Holocaust Center to commemorate Kristallnacht at August Wilson
The Holocaust Center of the Jewish Federation of Greater Pittsburgh will present its annual Kristallnacht commemoration program, Tuesday, Nov. 13, 7 p.m. at the August Wilson Center for African American Culture, 980 Liberty Ave., Downtown.
It is the second cooperative venture this year between August Wilson and the Holocaust Center. August Wilson is currently hosting an exhibition on loan from the United States Holocaust Memorial Museum: “Nazi Olympics, Berlin 1936.”
Kristallnacht, also known as “The Night of Broken Glass,” was a pogrom carried out by the Nazis in Germany and Austria on Nov. 9-10, 1938, resulting in Jewish businesses being destroyed, hundreds of synagogues being burned and 30,000 Jewish men being unjustly arrested and sent to concentration camps. The first incident of large-scale anti-Jewish violence by the Nazis, Kristallnacht is recognized as the turning point for the Jews of Germany and Austria and an action that would eventually lead to the Final Solution — the attempted murder of all European Jews.
The Nov. 13 Kristallnacht program will feature “Memories of Kristallnacht” from Ruth Drescher, a survivor of the pogrom, and a keynote presentation by her husband, University of Pittsburgh professor Seymour Drescher, titled “Entangled Histories: Race, Sports and Inhumanity in Nazi Europe.”

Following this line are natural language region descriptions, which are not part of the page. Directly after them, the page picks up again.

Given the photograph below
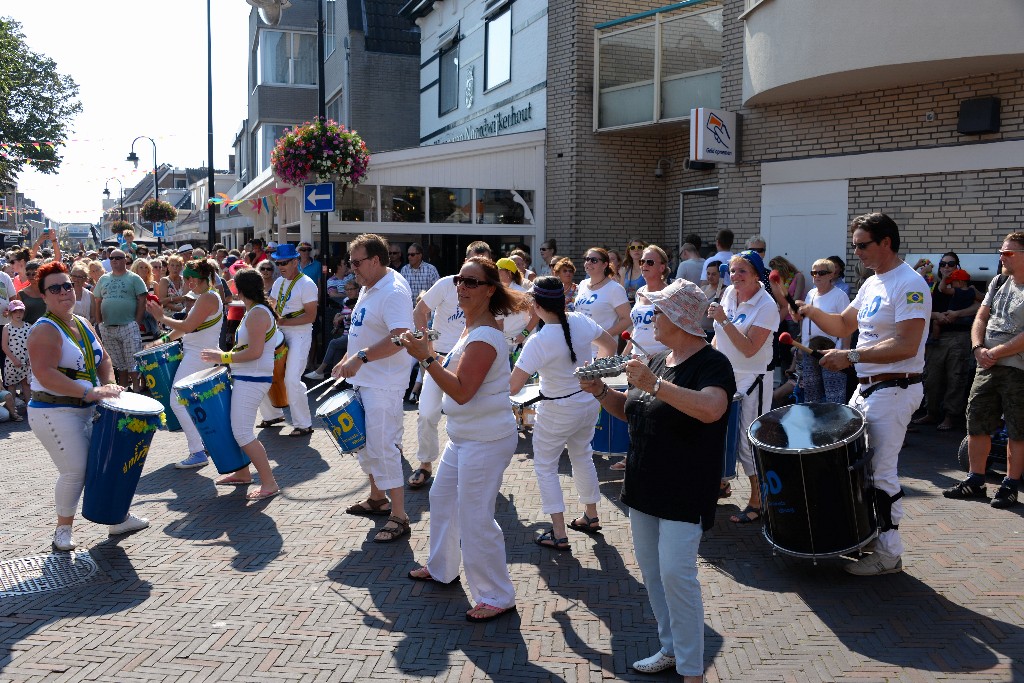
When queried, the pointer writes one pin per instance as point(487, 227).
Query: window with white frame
point(287, 58)
point(498, 63)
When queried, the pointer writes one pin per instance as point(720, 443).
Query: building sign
point(714, 136)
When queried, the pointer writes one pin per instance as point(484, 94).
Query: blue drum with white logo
point(207, 397)
point(813, 466)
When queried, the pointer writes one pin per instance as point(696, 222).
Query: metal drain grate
point(24, 575)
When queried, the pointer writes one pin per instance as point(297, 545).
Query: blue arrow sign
point(317, 198)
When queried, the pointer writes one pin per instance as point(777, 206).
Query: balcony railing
point(656, 66)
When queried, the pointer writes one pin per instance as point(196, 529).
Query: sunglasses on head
point(62, 287)
point(469, 283)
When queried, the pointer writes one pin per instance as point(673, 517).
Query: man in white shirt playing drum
point(891, 312)
point(379, 370)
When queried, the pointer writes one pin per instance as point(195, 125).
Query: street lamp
point(133, 158)
point(121, 202)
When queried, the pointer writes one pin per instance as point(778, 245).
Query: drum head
point(133, 403)
point(201, 376)
point(336, 401)
point(806, 427)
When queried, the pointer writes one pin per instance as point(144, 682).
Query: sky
point(115, 49)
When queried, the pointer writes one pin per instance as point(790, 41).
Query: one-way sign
point(317, 198)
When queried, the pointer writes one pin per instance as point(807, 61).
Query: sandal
point(416, 482)
point(548, 540)
point(422, 573)
point(485, 612)
point(585, 524)
point(399, 529)
point(370, 507)
point(744, 516)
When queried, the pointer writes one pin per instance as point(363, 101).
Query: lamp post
point(133, 158)
point(121, 201)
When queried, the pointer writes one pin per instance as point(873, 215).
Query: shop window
point(498, 66)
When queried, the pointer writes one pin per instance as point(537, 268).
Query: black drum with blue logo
point(812, 462)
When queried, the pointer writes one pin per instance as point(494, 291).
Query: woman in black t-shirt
point(677, 410)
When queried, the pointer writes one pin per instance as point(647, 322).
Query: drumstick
point(786, 338)
point(776, 279)
point(628, 337)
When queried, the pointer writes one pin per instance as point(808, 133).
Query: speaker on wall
point(978, 116)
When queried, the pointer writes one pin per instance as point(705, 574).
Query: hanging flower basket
point(323, 151)
point(158, 211)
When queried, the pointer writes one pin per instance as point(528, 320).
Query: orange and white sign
point(714, 136)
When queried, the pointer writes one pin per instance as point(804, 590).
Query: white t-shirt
point(599, 305)
point(761, 311)
point(547, 353)
point(449, 318)
point(487, 416)
point(298, 296)
point(385, 306)
point(836, 301)
point(643, 326)
point(898, 295)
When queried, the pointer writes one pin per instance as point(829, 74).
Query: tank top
point(71, 357)
point(207, 335)
point(263, 366)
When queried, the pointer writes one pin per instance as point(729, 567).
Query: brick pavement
point(291, 589)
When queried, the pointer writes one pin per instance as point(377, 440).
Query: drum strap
point(902, 383)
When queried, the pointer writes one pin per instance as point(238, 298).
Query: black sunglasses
point(470, 283)
point(62, 287)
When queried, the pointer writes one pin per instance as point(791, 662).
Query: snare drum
point(345, 419)
point(525, 416)
point(732, 437)
point(158, 366)
point(279, 390)
point(610, 433)
point(812, 461)
point(207, 397)
point(122, 431)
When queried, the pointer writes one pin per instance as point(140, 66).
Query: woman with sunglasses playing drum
point(200, 330)
point(71, 372)
point(599, 297)
point(482, 438)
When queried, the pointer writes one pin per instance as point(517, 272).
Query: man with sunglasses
point(119, 301)
point(997, 338)
point(891, 312)
point(379, 370)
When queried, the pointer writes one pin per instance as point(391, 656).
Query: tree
point(37, 105)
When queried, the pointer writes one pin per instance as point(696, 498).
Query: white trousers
point(381, 459)
point(299, 340)
point(560, 425)
point(246, 399)
point(753, 407)
point(667, 553)
point(192, 363)
point(462, 519)
point(427, 420)
point(65, 432)
point(888, 413)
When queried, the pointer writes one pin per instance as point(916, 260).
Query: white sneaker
point(131, 523)
point(62, 539)
point(879, 563)
point(655, 663)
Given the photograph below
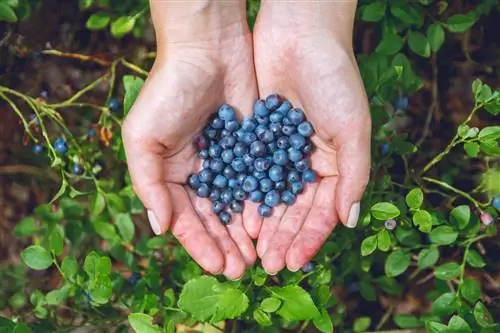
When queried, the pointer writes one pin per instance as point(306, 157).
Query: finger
point(273, 260)
point(190, 232)
point(234, 263)
point(319, 224)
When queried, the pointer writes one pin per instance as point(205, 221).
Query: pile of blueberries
point(264, 158)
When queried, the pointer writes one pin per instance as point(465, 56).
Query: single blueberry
point(260, 109)
point(265, 210)
point(226, 112)
point(288, 198)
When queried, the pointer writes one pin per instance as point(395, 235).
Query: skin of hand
point(303, 50)
point(204, 59)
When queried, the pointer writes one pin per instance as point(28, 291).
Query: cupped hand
point(316, 71)
point(187, 84)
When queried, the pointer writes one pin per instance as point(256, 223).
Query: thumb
point(353, 159)
point(146, 169)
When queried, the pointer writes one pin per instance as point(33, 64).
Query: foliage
point(106, 268)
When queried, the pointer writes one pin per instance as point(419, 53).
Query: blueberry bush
point(422, 257)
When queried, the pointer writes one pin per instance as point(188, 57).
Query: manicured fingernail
point(153, 221)
point(352, 219)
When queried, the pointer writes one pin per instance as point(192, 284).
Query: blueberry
point(305, 129)
point(265, 210)
point(206, 176)
point(240, 149)
point(266, 185)
point(272, 198)
point(256, 196)
point(302, 165)
point(226, 112)
point(250, 184)
point(113, 104)
point(225, 217)
point(220, 181)
point(217, 165)
point(257, 148)
point(238, 164)
point(218, 206)
point(37, 149)
point(296, 115)
point(261, 164)
point(288, 198)
point(203, 191)
point(236, 207)
point(260, 109)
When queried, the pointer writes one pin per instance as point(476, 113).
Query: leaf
point(390, 44)
point(443, 235)
point(208, 300)
point(125, 226)
point(368, 245)
point(445, 304)
point(384, 211)
point(415, 198)
point(36, 257)
point(297, 303)
point(435, 36)
point(122, 26)
point(447, 271)
point(396, 263)
point(461, 22)
point(7, 14)
point(142, 323)
point(132, 85)
point(428, 257)
point(419, 44)
point(98, 21)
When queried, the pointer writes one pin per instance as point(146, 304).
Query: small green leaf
point(443, 235)
point(36, 257)
point(397, 262)
point(428, 257)
point(384, 211)
point(447, 271)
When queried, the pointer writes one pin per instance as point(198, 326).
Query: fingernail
point(352, 219)
point(153, 221)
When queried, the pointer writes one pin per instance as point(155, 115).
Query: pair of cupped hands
point(204, 61)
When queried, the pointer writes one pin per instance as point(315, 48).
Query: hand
point(314, 67)
point(188, 82)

Participants will have the opportunity to view the Nazi Olympics exhibition in the hour prior to the program. A dessert reception will follow the program.

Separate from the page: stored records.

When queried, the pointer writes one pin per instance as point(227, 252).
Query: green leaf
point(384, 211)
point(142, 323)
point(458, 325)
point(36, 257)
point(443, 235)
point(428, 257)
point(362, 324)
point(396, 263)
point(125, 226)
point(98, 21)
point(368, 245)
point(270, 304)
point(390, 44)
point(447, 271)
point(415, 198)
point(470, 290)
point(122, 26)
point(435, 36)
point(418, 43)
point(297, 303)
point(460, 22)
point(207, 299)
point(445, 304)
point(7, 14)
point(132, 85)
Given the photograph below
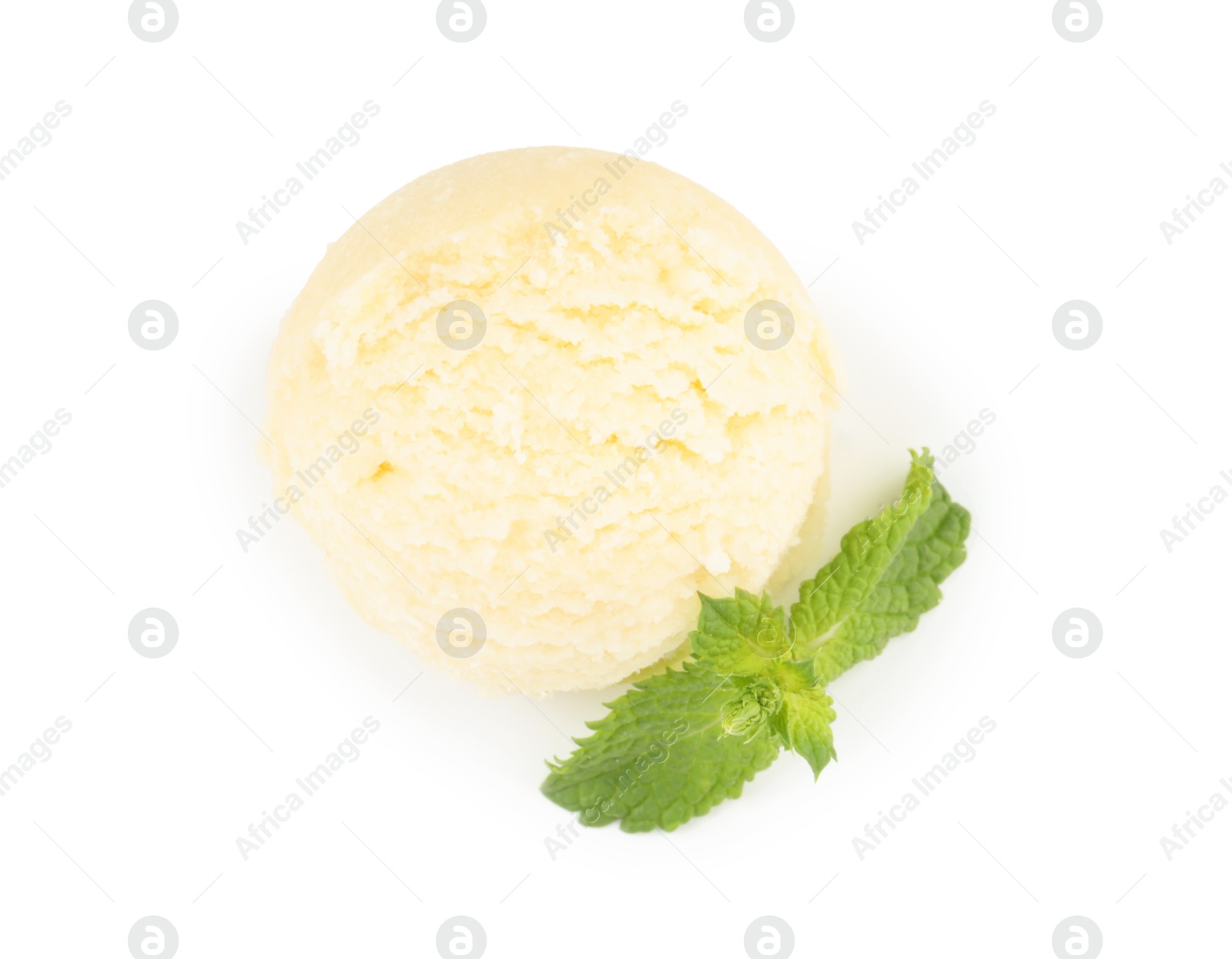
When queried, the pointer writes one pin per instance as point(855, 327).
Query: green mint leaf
point(865, 553)
point(748, 712)
point(661, 756)
point(932, 550)
point(804, 725)
point(679, 743)
point(741, 636)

This program is free and open to the public and is underwritten by the Sandy and Edgar Snyder Kristallnacht Endowment Fund of the Jewish Federation of Greater Pittsburgh Foundation.
Ruth Lieberman Drescher was born in Stuttgart, Germany just prior to the events of Nov. 9-10, 1938. She, her parents and one of her sisters escaped Germany in August 1939 — one month before the start of World War II (an older brother and sister had left a few years earlier).
The Lieberman family settled in the United States where Ruth went on to earn her bachelor’s degree from the City College of New York and her master’s degree from the University of Pittsburgh. She is a social worker and artist.
Seymour Drescher is a professor of history at Pitt, where he has taught for 50 years. He has received many national awards. He has been a Fulbright Scholar, a National Endowment for the Humanities Fellow, a Guggenheim Fellow and a Fellow at the Woodrow Wilson Center for Scholars in Washington. He was also the initial secretary of the European Program at the Wilson Center.